Today, large amounts of data are evaluated using the tools and methods of data science for companies in all industries.

  • Retail and retail companies benefit from data science by analyzing the purchasing behavior of customers. Investigating possible causes of returns will help reduce the number of returns.
  • In the health sector (medicine and pharmacy), data science enables the creation of similarity analyzes as a basis for an individualized treatment of patients and the optimization of medication.
  • Logistics companies use data science to improve their work processes and the quality of their transport services.
  • Industrial companies control and optimize production processes using data science.
  • With the help of data science, insurance companies and banks exploit the potential of the external and internal data available to them in order to improve their products and increase sales success.

In the labor market, the demand for data scientists currently exceeds the number of trained data scientists available. Although there are increasingly extensive databases around the world, they cannot be fully analyzed due to the insufficient availability of data scientists.

Data Science courses

In line with the considerable importance of data in the digital age, a number of technical colleges and universities in Germany offer data science courses. Bachelor of Science (B. Sc.) Or Bachelor of Engineering (B. Eng.) As well as Master of Science (M. Sc.) Or Master of Engineering (M. Eng.) Are possible degrees.

Since the job description of the data scientist has developed in accordance with the continuously changing requirements of the economy, the data science courses are characterized by their high practical relevance.

  • For a bachelor's degree in data science, a standard course duration of six semesters is usually provided. The study modules mostly include theoretical computer science, statistics, stochastics, information security, algorithms and data structures as well as software development and programming.
  • Any subsequent Master’s degree can usually be completed in a standard period of four semesters. A master’s degree qualifies you for a possible doctorate in the fields of computer science, mathematics or natural sciences.

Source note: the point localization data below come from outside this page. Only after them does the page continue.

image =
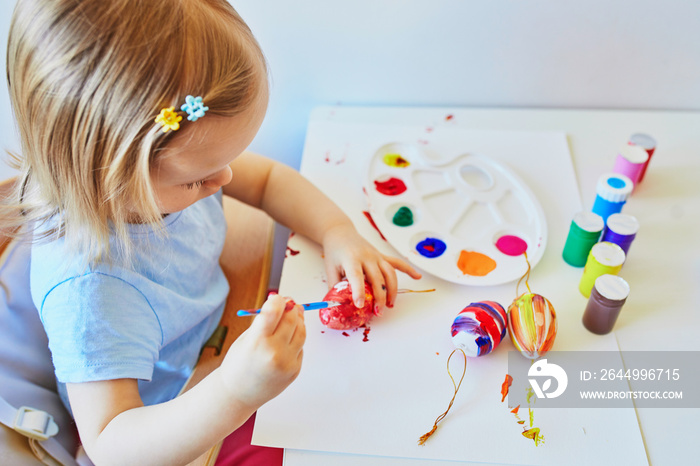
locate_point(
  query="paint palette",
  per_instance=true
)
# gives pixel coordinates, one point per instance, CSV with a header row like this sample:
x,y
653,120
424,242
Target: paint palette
x,y
464,218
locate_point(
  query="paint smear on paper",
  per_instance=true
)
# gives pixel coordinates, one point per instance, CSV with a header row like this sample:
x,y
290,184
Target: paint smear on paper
x,y
391,187
511,245
395,160
403,217
369,218
505,386
475,264
431,247
534,434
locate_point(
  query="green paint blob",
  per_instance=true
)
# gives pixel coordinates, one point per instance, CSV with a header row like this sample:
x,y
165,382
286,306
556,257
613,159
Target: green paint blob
x,y
403,217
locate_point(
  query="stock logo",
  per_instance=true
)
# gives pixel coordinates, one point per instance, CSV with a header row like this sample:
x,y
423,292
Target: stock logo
x,y
542,370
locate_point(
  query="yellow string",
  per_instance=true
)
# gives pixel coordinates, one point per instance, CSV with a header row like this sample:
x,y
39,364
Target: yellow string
x,y
527,274
406,290
427,435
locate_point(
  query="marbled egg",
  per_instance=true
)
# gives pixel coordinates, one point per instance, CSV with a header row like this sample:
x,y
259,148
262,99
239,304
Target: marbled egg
x,y
346,316
479,328
532,323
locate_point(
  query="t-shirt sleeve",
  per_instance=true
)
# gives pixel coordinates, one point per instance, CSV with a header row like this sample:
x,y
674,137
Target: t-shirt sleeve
x,y
100,327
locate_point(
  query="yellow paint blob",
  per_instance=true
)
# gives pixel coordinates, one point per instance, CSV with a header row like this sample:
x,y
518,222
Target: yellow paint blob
x,y
475,263
395,160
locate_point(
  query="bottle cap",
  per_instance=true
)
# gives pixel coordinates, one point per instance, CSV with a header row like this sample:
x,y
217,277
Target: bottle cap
x,y
643,140
608,254
614,187
612,287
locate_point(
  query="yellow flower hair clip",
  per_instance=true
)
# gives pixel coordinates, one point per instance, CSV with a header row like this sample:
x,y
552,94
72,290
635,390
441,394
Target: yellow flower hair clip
x,y
169,119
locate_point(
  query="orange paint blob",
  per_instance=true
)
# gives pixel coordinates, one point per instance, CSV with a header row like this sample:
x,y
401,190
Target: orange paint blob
x,y
395,160
475,263
505,386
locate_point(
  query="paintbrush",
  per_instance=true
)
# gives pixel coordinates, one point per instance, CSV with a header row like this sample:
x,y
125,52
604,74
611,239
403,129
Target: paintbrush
x,y
307,307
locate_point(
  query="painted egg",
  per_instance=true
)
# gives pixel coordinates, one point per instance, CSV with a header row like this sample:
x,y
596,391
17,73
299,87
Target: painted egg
x,y
346,316
532,323
479,328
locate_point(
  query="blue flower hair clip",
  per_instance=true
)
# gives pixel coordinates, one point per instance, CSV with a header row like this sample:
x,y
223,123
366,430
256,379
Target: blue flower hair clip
x,y
194,107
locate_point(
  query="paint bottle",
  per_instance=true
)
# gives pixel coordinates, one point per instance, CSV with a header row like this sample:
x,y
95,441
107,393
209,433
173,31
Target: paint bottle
x,y
604,258
621,229
608,295
647,143
584,232
630,161
611,194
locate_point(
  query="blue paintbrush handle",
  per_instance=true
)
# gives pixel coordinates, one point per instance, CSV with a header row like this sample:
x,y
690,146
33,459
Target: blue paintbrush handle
x,y
307,307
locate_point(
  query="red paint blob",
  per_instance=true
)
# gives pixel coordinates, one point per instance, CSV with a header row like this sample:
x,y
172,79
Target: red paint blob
x,y
369,218
390,187
511,245
346,316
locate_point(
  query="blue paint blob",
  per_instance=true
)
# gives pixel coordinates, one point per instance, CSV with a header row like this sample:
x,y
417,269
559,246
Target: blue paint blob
x,y
431,247
616,183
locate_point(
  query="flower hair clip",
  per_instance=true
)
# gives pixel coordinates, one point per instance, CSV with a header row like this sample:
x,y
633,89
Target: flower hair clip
x,y
194,107
170,119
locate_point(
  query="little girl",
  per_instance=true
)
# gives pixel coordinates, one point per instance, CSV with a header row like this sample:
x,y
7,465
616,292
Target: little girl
x,y
134,118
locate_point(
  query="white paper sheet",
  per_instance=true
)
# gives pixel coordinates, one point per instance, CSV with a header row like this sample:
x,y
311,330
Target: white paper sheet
x,y
377,397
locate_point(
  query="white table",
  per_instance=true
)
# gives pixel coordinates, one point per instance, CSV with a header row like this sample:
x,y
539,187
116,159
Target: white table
x,y
664,265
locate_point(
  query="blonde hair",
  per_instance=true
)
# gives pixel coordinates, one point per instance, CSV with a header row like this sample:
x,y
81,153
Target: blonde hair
x,y
87,79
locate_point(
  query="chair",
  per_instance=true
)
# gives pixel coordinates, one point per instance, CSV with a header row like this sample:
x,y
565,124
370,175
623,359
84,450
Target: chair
x,y
246,260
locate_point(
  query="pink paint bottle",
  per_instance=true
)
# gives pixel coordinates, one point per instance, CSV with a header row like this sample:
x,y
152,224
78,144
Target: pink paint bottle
x,y
608,295
630,161
647,143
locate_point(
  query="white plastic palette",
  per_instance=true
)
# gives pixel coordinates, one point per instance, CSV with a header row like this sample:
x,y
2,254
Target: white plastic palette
x,y
475,207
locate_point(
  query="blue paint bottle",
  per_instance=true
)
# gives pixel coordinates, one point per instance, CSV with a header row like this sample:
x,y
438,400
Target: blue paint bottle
x,y
611,194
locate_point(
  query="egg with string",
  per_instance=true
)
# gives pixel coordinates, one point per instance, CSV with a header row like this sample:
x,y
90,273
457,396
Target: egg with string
x,y
346,316
479,328
532,323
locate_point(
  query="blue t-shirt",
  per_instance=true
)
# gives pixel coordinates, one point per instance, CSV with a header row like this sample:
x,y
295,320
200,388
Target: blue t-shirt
x,y
147,321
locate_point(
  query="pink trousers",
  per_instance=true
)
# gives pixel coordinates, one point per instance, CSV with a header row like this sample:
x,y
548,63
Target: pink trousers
x,y
237,450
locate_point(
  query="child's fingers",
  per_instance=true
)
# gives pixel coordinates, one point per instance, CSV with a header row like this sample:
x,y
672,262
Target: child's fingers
x,y
270,314
299,335
390,282
403,266
288,322
375,277
356,279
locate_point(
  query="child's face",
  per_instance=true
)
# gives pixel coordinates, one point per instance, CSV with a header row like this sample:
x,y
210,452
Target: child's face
x,y
196,163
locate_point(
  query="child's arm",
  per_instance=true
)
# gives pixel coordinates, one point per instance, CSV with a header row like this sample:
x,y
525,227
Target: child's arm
x,y
293,201
116,428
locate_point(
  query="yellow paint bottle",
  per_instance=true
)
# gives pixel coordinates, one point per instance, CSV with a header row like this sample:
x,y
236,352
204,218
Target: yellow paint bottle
x,y
604,258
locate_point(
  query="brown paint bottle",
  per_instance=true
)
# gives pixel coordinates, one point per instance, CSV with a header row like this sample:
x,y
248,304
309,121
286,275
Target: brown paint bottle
x,y
608,295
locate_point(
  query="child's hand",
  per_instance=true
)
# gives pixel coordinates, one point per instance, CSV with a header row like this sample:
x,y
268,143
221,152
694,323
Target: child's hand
x,y
266,358
349,254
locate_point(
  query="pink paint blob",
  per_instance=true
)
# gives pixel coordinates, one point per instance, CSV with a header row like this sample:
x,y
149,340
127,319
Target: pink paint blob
x,y
511,245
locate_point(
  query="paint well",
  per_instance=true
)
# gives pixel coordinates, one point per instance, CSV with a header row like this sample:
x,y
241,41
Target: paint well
x,y
511,245
403,217
390,187
395,160
475,264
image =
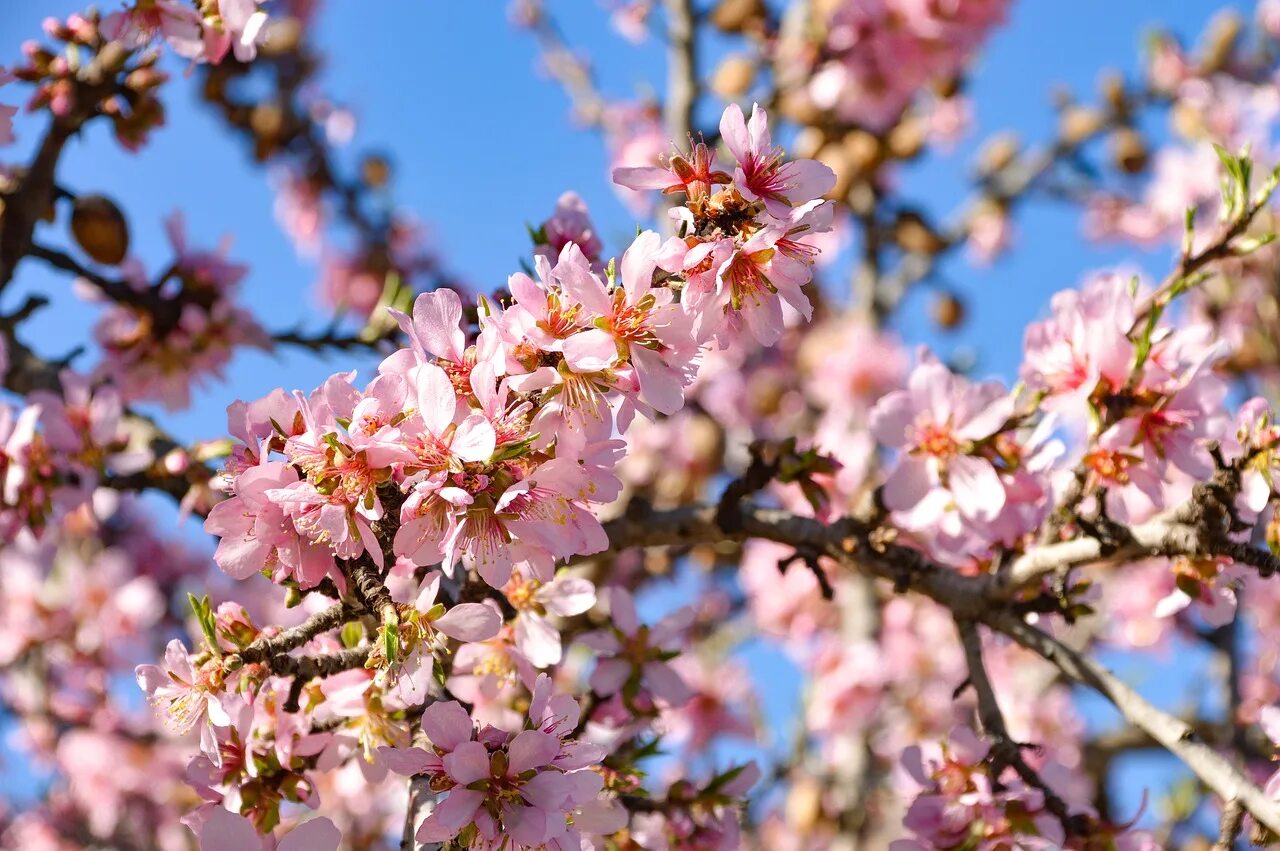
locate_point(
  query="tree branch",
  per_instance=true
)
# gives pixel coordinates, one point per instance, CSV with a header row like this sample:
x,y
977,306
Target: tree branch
x,y
1179,739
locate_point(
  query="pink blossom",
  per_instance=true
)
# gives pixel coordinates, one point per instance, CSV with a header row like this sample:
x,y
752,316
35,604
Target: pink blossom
x,y
629,654
762,172
187,696
940,421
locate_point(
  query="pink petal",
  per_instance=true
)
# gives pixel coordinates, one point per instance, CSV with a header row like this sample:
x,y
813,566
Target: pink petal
x,y
469,622
590,351
530,749
407,762
227,831
644,177
467,763
976,486
447,724
316,835
453,813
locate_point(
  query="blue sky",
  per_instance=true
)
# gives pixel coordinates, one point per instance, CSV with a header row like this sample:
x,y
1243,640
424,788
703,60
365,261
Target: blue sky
x,y
480,145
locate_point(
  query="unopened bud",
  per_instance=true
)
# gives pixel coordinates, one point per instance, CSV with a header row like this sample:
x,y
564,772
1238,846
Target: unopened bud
x,y
1078,123
176,462
266,120
737,15
100,229
734,77
906,140
1220,39
375,170
1129,150
947,310
804,805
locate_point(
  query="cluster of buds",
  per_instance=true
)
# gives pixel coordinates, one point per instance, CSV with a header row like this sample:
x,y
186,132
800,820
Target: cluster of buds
x,y
94,73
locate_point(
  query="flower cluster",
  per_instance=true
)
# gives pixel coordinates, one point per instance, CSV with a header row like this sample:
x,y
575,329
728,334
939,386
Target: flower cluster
x,y
224,27
872,59
533,788
178,332
746,237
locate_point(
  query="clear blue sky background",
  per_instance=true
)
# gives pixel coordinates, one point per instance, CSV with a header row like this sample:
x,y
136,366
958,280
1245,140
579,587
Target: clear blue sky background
x,y
481,145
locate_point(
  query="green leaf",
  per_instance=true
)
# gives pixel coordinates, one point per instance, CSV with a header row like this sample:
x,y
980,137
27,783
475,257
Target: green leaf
x,y
204,612
391,643
352,634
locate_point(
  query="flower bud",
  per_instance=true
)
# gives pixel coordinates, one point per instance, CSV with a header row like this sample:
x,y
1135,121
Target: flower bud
x,y
1129,150
176,462
375,170
804,805
947,310
1220,40
737,15
1078,123
734,77
906,140
100,229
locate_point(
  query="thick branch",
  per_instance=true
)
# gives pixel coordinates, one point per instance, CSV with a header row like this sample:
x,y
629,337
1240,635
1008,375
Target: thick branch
x,y
991,719
1179,739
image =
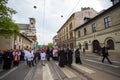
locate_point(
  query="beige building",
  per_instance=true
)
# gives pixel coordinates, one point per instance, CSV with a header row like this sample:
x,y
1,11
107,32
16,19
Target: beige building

What does a data scientist earn?

The salaries for a data scientist have risen sharply in recent years, thanks to high demand. The starting salary of a data scientist is over € 50,000 per year. Depending on the job (consulting, start-up or corporation), the annual increase in salary in the first few years is around 5-10%.

According to Glassdoor.de, the average salary of a data scientist is around € 61,154, for a senior it's around € 78,000. A team lead is paid significantly more, up to € 100,000.

More precise figures are available for America. It can be assumed here that the values for Europe are slightly below, but certainly have a strong upward trend.

Data Science Salaries in the US (Source: datajobs.com):

JobSalary
Data Analyst - Entry Level$50,000 - $70,000
Data Analyst - Learn$65,000- $110,000
Data Scientist$85,000 - $170,000
Analytics Manager - 1-3 Direct Reports$90,000 - $140,000
Analytics Manager - 4-9 Direct Reports$130,000 - $175,000
Analytics Manager - 10+ Direct Reports$160,000- $240,000

Conclusion

Data science is an interdisciplinary approach and the intersection of mathematics, computer science and industry-specific specialist knowledge. For this reason, the requirements for a data scientist are high. In addition to mathematical and stochastic skills, a data scientist also needs skills in software development and specific industry knowledge. These requirements make it challenging to find the right employees.

The potential of data science is enormous, because data science can be used in almost every corporate area and industry to optimize processes. The right data and resources are required for this.